Delegates to Congress . Letters of delegates to Congress, 1774-1789, Volume 21, October 1 1783-October 31 1784
Electronic Text Center, University of Virginia Library

| Table of Contents for this work |
| All on-line databases | Etext Center Homepage |

Thomas Jefferson to To: the Marquis de Chastellux


Dear Sir
(1)

Annapolis Jan. 16. 1784.

   Lt. Colo. Franks being appointed to carry to Paris one of the copies of our ratification of the Def. treaty, & being to depart in the instant of his appointmt. furnishes me a hasty opportunity of obtruding myself on your recollection. Should this prove troublesome you must take the blame as having exposed yourself to my esteem by letting me become acquainted with your merit. Our transactions on this side the water must now have become uninteresting to the rest of [the] world. We are busy however among ourselves endeavoring to get our new governments into regular and concerted motion. For this purpose I beleive we shall find some additions requisite to our Confederation. As yet every thing has gone smoothly since the war. We are diverted with the European accts. of the anarchy & opposition to government in America. Nothing can be more untrue than these relations. There was indeed some disatisfaction in the army at not being paid off before they were disbanded, and a very trifling mutiny of 200 souldiers in Philadelphia. On the latter occasion, Congress left that place disgusted with the pusillanimity of the government and not from any want of security to their own persons. The indignation which the other states felt at this insult to their delegates has enlisted them more warmly in support of Congress & the people, the legislature & the Exec. themselves of Pennsylvania have made the most satisfactory atonements. Some people also of warm blood undertook to resolve as committees for proscribing the refugees. But they were few, scattered here & there through the several states, were absolutely unnoticed by those both in & out of power, and never expressed an idea of not acquiescing



-287-

ultimately under the decisions of their governments. The greatest difficulty we find is to get money from them. The reason is not founded in their unwillingness, but in their real inability. You were a witness to the total destruction of our commerce, devastation of our country, and absence of the precious metals. It cannot be expected that these should flow in but through the channels of commerce, or that these channels can be opened in the first instant of peace. Time is requisite to avail ourselves of the productions of the earth, and the first of these will be applied to renew our stock of those necessaries of which we had been totally exhausted. But enough of America, it's politics & poverty. Science I suppose is going on with you rapidly as usual. I am in daily hopes of seeing something from your pen which may portray us to ourselves. Aware of the bias of self love & prejudice in myself and that your pictures will be faithful I am determined to annihilate my own opinions and give full credit to yours. I must caution you to distrust information from my answers to Monsr. de Marbois' queries.(2) I have lately had a little leisure to revise them. I found some things should be omitted, many corrected, and more supplied & enlarged. They are swelled nearly to treble bulk. Being now too much for MS. copies, I think the ensuing spring to print a dozen or 20 copies to be given to my friends, not suffering another to go out. As I have presumed to place you in that number I shall take the liberty of sending you a copy as a testimony of the sincere esteem and affection with which I have the honour to be Dr Sir, Your mo. ob. & mo. hble servt.


Note:

   FC (MoSHi); reprinted from Jefferson, Papers (Boyd), 6:466-67.

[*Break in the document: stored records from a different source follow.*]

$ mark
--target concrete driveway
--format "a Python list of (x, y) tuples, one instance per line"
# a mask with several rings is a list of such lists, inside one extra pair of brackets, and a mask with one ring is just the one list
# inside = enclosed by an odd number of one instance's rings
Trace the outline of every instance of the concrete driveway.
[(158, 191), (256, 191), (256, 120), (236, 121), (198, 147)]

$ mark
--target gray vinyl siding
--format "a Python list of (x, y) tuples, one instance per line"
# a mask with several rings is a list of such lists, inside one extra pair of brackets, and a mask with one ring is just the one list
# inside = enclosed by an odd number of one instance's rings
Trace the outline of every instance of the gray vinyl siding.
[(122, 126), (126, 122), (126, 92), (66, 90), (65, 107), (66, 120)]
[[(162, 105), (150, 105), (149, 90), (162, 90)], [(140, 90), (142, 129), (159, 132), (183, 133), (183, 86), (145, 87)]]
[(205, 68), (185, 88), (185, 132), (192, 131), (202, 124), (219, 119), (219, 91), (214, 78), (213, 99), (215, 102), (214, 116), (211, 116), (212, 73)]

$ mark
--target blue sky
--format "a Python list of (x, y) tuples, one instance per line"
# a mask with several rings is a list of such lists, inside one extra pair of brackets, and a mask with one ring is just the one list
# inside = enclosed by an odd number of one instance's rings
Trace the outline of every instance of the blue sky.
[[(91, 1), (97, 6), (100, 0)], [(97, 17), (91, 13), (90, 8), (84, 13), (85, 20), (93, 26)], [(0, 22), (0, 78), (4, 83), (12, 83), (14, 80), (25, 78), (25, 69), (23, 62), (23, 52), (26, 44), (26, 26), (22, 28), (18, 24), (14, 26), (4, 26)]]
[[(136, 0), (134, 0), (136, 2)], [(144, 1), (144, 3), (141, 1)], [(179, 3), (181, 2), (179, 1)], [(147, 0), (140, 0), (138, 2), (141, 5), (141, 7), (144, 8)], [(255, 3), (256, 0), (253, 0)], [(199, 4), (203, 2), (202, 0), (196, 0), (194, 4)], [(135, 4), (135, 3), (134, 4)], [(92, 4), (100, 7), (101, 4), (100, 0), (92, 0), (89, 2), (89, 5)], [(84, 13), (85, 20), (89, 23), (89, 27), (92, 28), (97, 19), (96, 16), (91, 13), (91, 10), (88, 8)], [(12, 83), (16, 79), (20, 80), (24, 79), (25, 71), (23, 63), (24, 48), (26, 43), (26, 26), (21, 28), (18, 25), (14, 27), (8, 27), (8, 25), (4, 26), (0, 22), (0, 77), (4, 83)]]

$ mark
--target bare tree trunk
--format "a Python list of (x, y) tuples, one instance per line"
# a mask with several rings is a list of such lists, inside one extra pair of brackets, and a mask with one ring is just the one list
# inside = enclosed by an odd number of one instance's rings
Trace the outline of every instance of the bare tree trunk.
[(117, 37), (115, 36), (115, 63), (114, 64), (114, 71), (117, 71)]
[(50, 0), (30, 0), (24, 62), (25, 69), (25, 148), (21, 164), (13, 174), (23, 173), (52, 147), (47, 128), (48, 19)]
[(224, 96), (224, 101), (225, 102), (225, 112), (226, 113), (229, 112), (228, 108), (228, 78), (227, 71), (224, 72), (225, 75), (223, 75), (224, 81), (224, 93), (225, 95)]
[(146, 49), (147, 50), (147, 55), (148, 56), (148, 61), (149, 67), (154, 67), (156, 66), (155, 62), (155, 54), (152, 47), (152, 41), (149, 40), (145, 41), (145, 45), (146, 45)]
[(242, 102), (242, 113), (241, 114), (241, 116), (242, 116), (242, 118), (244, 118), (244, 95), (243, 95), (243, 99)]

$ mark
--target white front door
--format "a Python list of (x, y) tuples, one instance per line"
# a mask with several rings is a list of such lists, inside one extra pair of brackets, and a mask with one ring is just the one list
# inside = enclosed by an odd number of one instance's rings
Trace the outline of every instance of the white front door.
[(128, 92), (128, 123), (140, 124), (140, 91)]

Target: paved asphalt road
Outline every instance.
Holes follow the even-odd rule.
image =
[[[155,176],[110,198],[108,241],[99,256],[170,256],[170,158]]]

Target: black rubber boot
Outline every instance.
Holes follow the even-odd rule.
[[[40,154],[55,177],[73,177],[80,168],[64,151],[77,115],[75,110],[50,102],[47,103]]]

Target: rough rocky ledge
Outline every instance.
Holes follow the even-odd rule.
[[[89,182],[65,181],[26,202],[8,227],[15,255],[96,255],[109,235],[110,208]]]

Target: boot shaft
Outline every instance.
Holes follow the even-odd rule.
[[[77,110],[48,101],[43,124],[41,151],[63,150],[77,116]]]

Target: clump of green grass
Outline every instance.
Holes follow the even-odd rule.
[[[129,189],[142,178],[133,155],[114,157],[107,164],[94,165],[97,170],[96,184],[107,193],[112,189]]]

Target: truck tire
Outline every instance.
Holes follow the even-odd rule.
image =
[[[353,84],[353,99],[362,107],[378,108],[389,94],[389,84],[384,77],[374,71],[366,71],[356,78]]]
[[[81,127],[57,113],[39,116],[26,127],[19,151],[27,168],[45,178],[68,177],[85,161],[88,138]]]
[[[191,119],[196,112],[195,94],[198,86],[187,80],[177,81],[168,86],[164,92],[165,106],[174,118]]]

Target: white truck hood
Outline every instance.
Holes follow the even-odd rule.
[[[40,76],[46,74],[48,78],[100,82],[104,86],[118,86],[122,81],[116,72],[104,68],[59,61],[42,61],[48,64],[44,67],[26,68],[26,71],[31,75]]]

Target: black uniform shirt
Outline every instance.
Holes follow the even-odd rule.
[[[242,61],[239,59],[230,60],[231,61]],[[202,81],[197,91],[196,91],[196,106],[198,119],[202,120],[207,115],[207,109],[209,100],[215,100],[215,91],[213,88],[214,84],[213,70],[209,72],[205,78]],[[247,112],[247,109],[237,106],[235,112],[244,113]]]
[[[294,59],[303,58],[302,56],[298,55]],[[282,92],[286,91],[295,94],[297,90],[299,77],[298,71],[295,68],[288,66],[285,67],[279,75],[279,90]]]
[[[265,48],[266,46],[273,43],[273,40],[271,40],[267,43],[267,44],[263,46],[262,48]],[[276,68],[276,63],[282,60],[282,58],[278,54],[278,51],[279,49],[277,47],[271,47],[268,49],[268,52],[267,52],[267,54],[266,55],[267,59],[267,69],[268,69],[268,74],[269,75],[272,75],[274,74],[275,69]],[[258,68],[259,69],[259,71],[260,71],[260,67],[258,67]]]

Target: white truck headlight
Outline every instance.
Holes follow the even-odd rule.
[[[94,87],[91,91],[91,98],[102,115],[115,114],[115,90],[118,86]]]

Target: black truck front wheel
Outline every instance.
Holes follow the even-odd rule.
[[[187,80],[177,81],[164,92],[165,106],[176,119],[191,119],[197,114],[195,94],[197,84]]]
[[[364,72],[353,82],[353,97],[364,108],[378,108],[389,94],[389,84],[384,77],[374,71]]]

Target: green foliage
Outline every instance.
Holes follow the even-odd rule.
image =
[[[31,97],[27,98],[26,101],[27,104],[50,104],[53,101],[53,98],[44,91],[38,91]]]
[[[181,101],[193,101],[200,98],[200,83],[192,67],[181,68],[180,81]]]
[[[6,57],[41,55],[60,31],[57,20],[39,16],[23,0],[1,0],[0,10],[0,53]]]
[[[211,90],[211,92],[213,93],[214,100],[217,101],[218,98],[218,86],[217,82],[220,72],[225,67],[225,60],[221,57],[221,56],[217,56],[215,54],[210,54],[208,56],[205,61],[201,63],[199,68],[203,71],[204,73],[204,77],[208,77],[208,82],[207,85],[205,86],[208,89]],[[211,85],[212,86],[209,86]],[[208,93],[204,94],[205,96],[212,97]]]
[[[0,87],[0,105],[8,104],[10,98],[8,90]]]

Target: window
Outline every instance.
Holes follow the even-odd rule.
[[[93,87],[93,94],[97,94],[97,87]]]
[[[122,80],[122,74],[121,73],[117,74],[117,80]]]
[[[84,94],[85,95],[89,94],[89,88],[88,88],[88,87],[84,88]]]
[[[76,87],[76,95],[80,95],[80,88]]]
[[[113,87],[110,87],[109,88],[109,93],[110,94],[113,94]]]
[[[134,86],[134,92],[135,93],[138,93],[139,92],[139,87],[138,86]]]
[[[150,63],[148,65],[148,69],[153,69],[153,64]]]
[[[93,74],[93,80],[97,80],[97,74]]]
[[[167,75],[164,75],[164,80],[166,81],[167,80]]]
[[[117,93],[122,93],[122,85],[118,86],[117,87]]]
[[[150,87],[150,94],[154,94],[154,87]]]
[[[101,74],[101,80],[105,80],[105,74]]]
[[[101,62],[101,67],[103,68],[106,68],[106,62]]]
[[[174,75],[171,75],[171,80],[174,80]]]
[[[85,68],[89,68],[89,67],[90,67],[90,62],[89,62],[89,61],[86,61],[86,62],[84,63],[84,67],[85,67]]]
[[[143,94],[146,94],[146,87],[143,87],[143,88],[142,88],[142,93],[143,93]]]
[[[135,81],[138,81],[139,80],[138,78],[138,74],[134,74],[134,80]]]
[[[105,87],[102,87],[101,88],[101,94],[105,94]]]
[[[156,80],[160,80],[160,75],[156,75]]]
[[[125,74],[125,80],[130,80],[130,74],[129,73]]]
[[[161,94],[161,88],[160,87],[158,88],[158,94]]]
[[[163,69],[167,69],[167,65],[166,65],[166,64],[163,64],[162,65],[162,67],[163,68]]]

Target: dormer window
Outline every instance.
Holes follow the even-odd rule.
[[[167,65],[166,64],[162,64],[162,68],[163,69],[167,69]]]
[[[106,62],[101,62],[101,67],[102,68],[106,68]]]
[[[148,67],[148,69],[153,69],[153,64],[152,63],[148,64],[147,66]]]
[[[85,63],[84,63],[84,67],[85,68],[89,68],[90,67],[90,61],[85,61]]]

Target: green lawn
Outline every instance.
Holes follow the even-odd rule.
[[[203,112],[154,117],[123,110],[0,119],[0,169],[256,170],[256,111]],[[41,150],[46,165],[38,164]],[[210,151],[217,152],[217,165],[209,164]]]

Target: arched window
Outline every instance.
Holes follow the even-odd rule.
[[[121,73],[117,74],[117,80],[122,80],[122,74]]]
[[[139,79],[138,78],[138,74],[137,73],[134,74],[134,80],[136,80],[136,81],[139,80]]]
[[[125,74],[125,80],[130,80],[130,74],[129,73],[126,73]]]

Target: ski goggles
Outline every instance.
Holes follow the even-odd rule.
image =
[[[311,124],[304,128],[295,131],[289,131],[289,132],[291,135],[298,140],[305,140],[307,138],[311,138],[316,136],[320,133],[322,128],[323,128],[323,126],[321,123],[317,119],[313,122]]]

1 Maj. Gen. Franìois-Jean de Beauvoir, the chevalier de Chastellux (1734-1788) had traveled widely in America while serving with the comte de Rochambeau's army and had been encouraged by Jefferson to make a tour of Virginia in 1782, during which he collected information incorporated into his Travels in North-America in the Years 1780, 1781, and 1782, published in Paris in 1786 and in London the following year. A scholarly edition, prepared by Howard C. Rice, Jr., was sponsored by the Institute of Early American History and Culture, 2 vols. (Chapel Hill: University of North Carolina Press, 1963).



2 For "Marbois' queries" and Jefferson's response, which he expanded into his Notes on Virginia, see Jefferson, Papers (Boyd), 4:166-67, 6:171-72, 177-78, 203, 339.